A major new study released on 15th December by Tibet Information Network charts the emergence of this new generation of Tibetan leaders, nurtured for 20 years by the Party and now ready for presentation to the outside world.
*Leaders in Tibet: A Directory* gives the background, history and statistics of Tibet's "second generation" of leaders - ethnic Tibetan cadres brought up by the Party to replace the former aristocrats, who are no longer trusted by Beijing - and of the institutions they run.
Of the cadres who run regional or higher level departments in the Tibet Autonomous Region, 44% are Tibetan, according to the new TIN study. The official figure for Tibetans at the regional level, arrived at by looking at a tiny sample of top, largely ceremonial positions, is 82%.
The study also found that Chinese cadres are generally given positions either in economic planning, in the military or as deputy leaders - 62 of the 72 counties studied in the TAR had Chinese cadres as deputy heads. The TIN Directory, which lists over 1,200 of the leading cadres in Tibet, found that only 6% of its sample were women, although the official percentage of cadres who are Tibetan women is 32.3%.
*Leaders in Tibet*, using data from internal documents, shows the extent of the Communist Party's influence over the Chinese system of provincial administration. The documents show that 20% of all cadres in the TAR administration are running Party organisations, with the result that there were 10 Party organisers for every 34 government officials.
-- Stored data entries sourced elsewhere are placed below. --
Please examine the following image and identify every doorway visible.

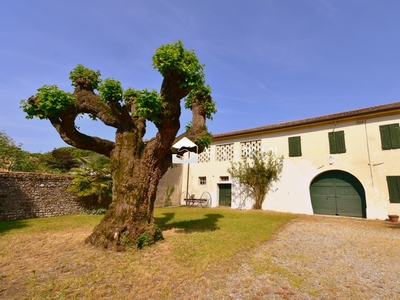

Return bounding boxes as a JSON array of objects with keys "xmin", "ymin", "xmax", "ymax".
[
  {"xmin": 218, "ymin": 184, "xmax": 232, "ymax": 207},
  {"xmin": 310, "ymin": 170, "xmax": 366, "ymax": 218}
]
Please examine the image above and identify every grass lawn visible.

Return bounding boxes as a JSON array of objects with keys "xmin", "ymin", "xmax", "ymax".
[{"xmin": 0, "ymin": 207, "xmax": 295, "ymax": 299}]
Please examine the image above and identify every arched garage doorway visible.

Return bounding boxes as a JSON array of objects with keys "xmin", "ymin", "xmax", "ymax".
[{"xmin": 310, "ymin": 170, "xmax": 366, "ymax": 218}]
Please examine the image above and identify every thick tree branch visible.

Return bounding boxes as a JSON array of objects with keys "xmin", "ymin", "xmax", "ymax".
[
  {"xmin": 174, "ymin": 93, "xmax": 209, "ymax": 149},
  {"xmin": 150, "ymin": 72, "xmax": 190, "ymax": 156},
  {"xmin": 74, "ymin": 83, "xmax": 132, "ymax": 129},
  {"xmin": 48, "ymin": 113, "xmax": 115, "ymax": 157}
]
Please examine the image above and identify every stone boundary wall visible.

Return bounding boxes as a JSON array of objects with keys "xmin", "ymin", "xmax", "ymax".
[
  {"xmin": 0, "ymin": 165, "xmax": 183, "ymax": 221},
  {"xmin": 0, "ymin": 171, "xmax": 100, "ymax": 221}
]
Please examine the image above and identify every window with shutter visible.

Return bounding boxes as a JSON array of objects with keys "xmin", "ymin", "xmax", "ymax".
[
  {"xmin": 336, "ymin": 131, "xmax": 346, "ymax": 153},
  {"xmin": 386, "ymin": 176, "xmax": 400, "ymax": 203},
  {"xmin": 380, "ymin": 124, "xmax": 400, "ymax": 150},
  {"xmin": 328, "ymin": 131, "xmax": 346, "ymax": 154},
  {"xmin": 390, "ymin": 124, "xmax": 400, "ymax": 149},
  {"xmin": 288, "ymin": 136, "xmax": 302, "ymax": 157}
]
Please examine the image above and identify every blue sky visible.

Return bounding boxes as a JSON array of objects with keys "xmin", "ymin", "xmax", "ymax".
[{"xmin": 1, "ymin": 0, "xmax": 400, "ymax": 153}]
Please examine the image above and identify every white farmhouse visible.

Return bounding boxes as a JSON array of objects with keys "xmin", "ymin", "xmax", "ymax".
[{"xmin": 179, "ymin": 101, "xmax": 400, "ymax": 220}]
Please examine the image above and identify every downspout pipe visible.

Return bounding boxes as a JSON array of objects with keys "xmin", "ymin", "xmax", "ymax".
[{"xmin": 364, "ymin": 119, "xmax": 374, "ymax": 187}]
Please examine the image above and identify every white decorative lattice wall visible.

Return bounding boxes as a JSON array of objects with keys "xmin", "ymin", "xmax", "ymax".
[
  {"xmin": 216, "ymin": 144, "xmax": 234, "ymax": 161},
  {"xmin": 240, "ymin": 140, "xmax": 262, "ymax": 158},
  {"xmin": 198, "ymin": 147, "xmax": 211, "ymax": 163}
]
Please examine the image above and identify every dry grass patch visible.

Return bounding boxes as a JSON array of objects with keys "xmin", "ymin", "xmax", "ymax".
[{"xmin": 0, "ymin": 207, "xmax": 294, "ymax": 299}]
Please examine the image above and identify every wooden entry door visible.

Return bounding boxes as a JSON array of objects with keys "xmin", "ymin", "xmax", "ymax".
[
  {"xmin": 218, "ymin": 184, "xmax": 232, "ymax": 207},
  {"xmin": 310, "ymin": 171, "xmax": 366, "ymax": 218}
]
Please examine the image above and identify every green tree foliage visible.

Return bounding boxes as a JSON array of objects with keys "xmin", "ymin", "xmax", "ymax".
[
  {"xmin": 0, "ymin": 130, "xmax": 22, "ymax": 171},
  {"xmin": 68, "ymin": 155, "xmax": 112, "ymax": 202},
  {"xmin": 44, "ymin": 147, "xmax": 98, "ymax": 173},
  {"xmin": 228, "ymin": 151, "xmax": 284, "ymax": 209},
  {"xmin": 152, "ymin": 40, "xmax": 204, "ymax": 89},
  {"xmin": 124, "ymin": 88, "xmax": 163, "ymax": 124},
  {"xmin": 69, "ymin": 64, "xmax": 102, "ymax": 90},
  {"xmin": 45, "ymin": 148, "xmax": 79, "ymax": 173},
  {"xmin": 0, "ymin": 131, "xmax": 102, "ymax": 173},
  {"xmin": 20, "ymin": 85, "xmax": 76, "ymax": 120},
  {"xmin": 56, "ymin": 147, "xmax": 100, "ymax": 160},
  {"xmin": 0, "ymin": 130, "xmax": 49, "ymax": 172}
]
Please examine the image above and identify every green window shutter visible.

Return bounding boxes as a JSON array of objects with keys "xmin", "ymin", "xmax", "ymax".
[
  {"xmin": 328, "ymin": 132, "xmax": 337, "ymax": 154},
  {"xmin": 288, "ymin": 136, "xmax": 302, "ymax": 157},
  {"xmin": 387, "ymin": 176, "xmax": 400, "ymax": 203},
  {"xmin": 336, "ymin": 131, "xmax": 346, "ymax": 153},
  {"xmin": 380, "ymin": 125, "xmax": 392, "ymax": 150},
  {"xmin": 389, "ymin": 123, "xmax": 400, "ymax": 149},
  {"xmin": 328, "ymin": 131, "xmax": 345, "ymax": 154}
]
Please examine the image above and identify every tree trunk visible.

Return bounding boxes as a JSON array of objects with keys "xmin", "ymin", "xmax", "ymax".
[{"xmin": 85, "ymin": 130, "xmax": 169, "ymax": 250}]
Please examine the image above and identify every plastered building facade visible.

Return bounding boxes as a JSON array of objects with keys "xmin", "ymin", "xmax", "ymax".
[{"xmin": 180, "ymin": 102, "xmax": 400, "ymax": 220}]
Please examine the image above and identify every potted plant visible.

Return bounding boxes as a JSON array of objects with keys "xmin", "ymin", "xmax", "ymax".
[{"xmin": 388, "ymin": 214, "xmax": 399, "ymax": 222}]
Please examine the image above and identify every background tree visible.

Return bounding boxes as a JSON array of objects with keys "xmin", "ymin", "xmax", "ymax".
[
  {"xmin": 227, "ymin": 151, "xmax": 284, "ymax": 209},
  {"xmin": 43, "ymin": 147, "xmax": 98, "ymax": 173},
  {"xmin": 0, "ymin": 130, "xmax": 23, "ymax": 171},
  {"xmin": 46, "ymin": 148, "xmax": 80, "ymax": 173},
  {"xmin": 0, "ymin": 130, "xmax": 48, "ymax": 172},
  {"xmin": 20, "ymin": 41, "xmax": 216, "ymax": 249}
]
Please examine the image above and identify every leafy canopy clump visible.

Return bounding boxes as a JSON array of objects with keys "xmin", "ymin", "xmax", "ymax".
[
  {"xmin": 20, "ymin": 41, "xmax": 216, "ymax": 139},
  {"xmin": 69, "ymin": 64, "xmax": 102, "ymax": 90},
  {"xmin": 185, "ymin": 85, "xmax": 216, "ymax": 120},
  {"xmin": 124, "ymin": 88, "xmax": 163, "ymax": 124},
  {"xmin": 228, "ymin": 150, "xmax": 284, "ymax": 209},
  {"xmin": 21, "ymin": 85, "xmax": 76, "ymax": 119},
  {"xmin": 98, "ymin": 78, "xmax": 124, "ymax": 104},
  {"xmin": 152, "ymin": 40, "xmax": 205, "ymax": 89}
]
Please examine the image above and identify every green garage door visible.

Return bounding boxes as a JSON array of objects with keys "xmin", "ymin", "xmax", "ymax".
[
  {"xmin": 218, "ymin": 184, "xmax": 232, "ymax": 207},
  {"xmin": 310, "ymin": 171, "xmax": 366, "ymax": 218}
]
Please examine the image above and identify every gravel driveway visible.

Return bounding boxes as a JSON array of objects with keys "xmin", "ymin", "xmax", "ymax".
[{"xmin": 224, "ymin": 215, "xmax": 400, "ymax": 299}]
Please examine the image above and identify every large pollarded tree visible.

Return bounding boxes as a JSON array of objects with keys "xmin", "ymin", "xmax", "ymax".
[{"xmin": 21, "ymin": 41, "xmax": 216, "ymax": 249}]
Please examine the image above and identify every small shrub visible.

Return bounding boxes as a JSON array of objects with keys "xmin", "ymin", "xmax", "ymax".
[
  {"xmin": 164, "ymin": 185, "xmax": 175, "ymax": 207},
  {"xmin": 136, "ymin": 232, "xmax": 152, "ymax": 249},
  {"xmin": 154, "ymin": 225, "xmax": 164, "ymax": 242},
  {"xmin": 85, "ymin": 208, "xmax": 107, "ymax": 215},
  {"xmin": 136, "ymin": 225, "xmax": 164, "ymax": 249}
]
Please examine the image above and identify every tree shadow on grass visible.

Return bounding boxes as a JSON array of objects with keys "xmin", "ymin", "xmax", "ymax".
[
  {"xmin": 155, "ymin": 213, "xmax": 224, "ymax": 233},
  {"xmin": 0, "ymin": 220, "xmax": 29, "ymax": 234}
]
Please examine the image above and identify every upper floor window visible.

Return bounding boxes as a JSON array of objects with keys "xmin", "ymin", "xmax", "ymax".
[
  {"xmin": 328, "ymin": 131, "xmax": 346, "ymax": 154},
  {"xmin": 379, "ymin": 124, "xmax": 400, "ymax": 150},
  {"xmin": 288, "ymin": 136, "xmax": 302, "ymax": 157}
]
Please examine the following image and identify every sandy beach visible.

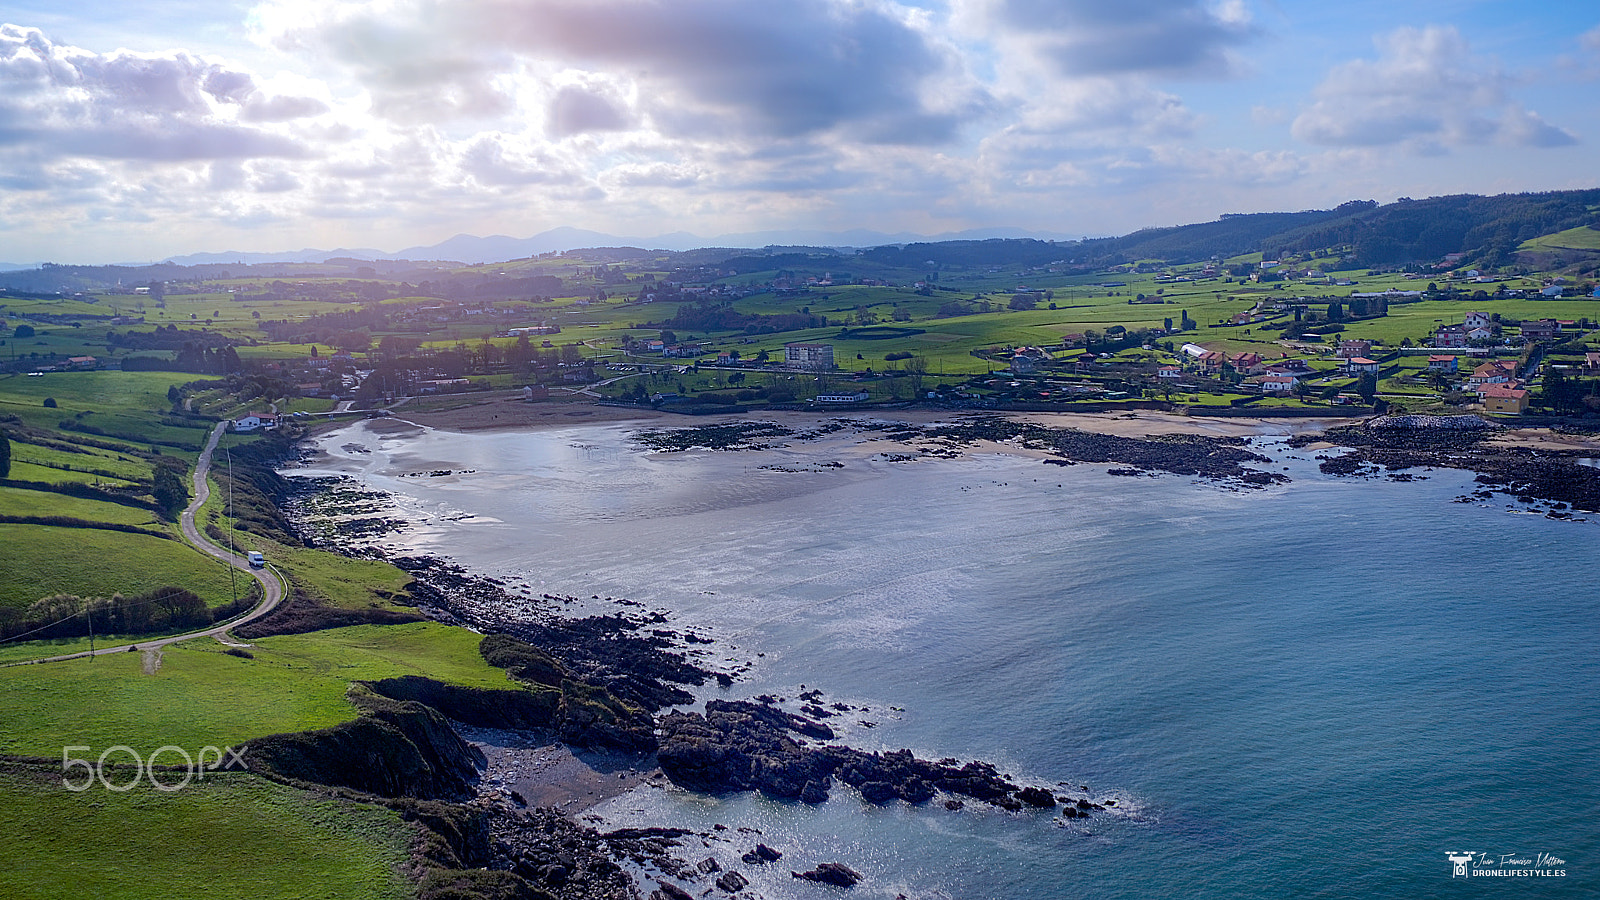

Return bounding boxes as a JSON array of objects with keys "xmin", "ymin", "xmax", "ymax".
[{"xmin": 383, "ymin": 392, "xmax": 1364, "ymax": 441}]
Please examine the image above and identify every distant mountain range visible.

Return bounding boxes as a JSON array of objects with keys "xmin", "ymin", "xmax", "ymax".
[
  {"xmin": 4, "ymin": 191, "xmax": 1597, "ymax": 289},
  {"xmin": 147, "ymin": 225, "xmax": 1081, "ymax": 268}
]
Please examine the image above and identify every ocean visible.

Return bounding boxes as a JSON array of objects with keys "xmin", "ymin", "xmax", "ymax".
[{"xmin": 294, "ymin": 418, "xmax": 1600, "ymax": 899}]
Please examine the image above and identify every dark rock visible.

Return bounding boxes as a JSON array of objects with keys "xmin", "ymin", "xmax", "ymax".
[
  {"xmin": 944, "ymin": 799, "xmax": 964, "ymax": 811},
  {"xmin": 697, "ymin": 856, "xmax": 721, "ymax": 874},
  {"xmin": 1017, "ymin": 786, "xmax": 1056, "ymax": 808},
  {"xmin": 715, "ymin": 871, "xmax": 749, "ymax": 893},
  {"xmin": 654, "ymin": 882, "xmax": 694, "ymax": 900},
  {"xmin": 793, "ymin": 863, "xmax": 862, "ymax": 888},
  {"xmin": 741, "ymin": 843, "xmax": 782, "ymax": 865},
  {"xmin": 858, "ymin": 780, "xmax": 897, "ymax": 803}
]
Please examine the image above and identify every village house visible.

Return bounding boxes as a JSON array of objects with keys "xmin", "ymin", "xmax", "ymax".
[
  {"xmin": 1426, "ymin": 355, "xmax": 1459, "ymax": 374},
  {"xmin": 1463, "ymin": 311, "xmax": 1493, "ymax": 330},
  {"xmin": 1586, "ymin": 351, "xmax": 1600, "ymax": 374},
  {"xmin": 1336, "ymin": 340, "xmax": 1373, "ymax": 359},
  {"xmin": 1467, "ymin": 360, "xmax": 1518, "ymax": 387},
  {"xmin": 230, "ymin": 413, "xmax": 276, "ymax": 432},
  {"xmin": 66, "ymin": 356, "xmax": 97, "ymax": 370},
  {"xmin": 1343, "ymin": 357, "xmax": 1381, "ymax": 375},
  {"xmin": 814, "ymin": 390, "xmax": 870, "ymax": 403},
  {"xmin": 1255, "ymin": 374, "xmax": 1299, "ymax": 393},
  {"xmin": 1157, "ymin": 365, "xmax": 1184, "ymax": 379},
  {"xmin": 1231, "ymin": 352, "xmax": 1263, "ymax": 372},
  {"xmin": 1478, "ymin": 384, "xmax": 1530, "ymax": 415},
  {"xmin": 1197, "ymin": 350, "xmax": 1228, "ymax": 376},
  {"xmin": 1520, "ymin": 319, "xmax": 1561, "ymax": 341},
  {"xmin": 1264, "ymin": 360, "xmax": 1316, "ymax": 379},
  {"xmin": 1434, "ymin": 324, "xmax": 1469, "ymax": 348}
]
Most government officials were also Party members - 44% of all cadres in the TAR were Party members, according to the data.
*Leaders in Tibet: A Directory*, probably the first comprehensive study of provincial level leadership in China or Tibet, gives the names and positions of over half of the leading officials in Tibet, biographies of the top 100, and details of Tibetans who hold national level positions in China.
It also includes a detailed chronology of the formation of political institutions in Tibet as well as a year-by year study of Beijing's efforts during the last fifty years to ensure that the Party retained control over Tibet, while making it appear that governmental or legislative institutions are in fact in control.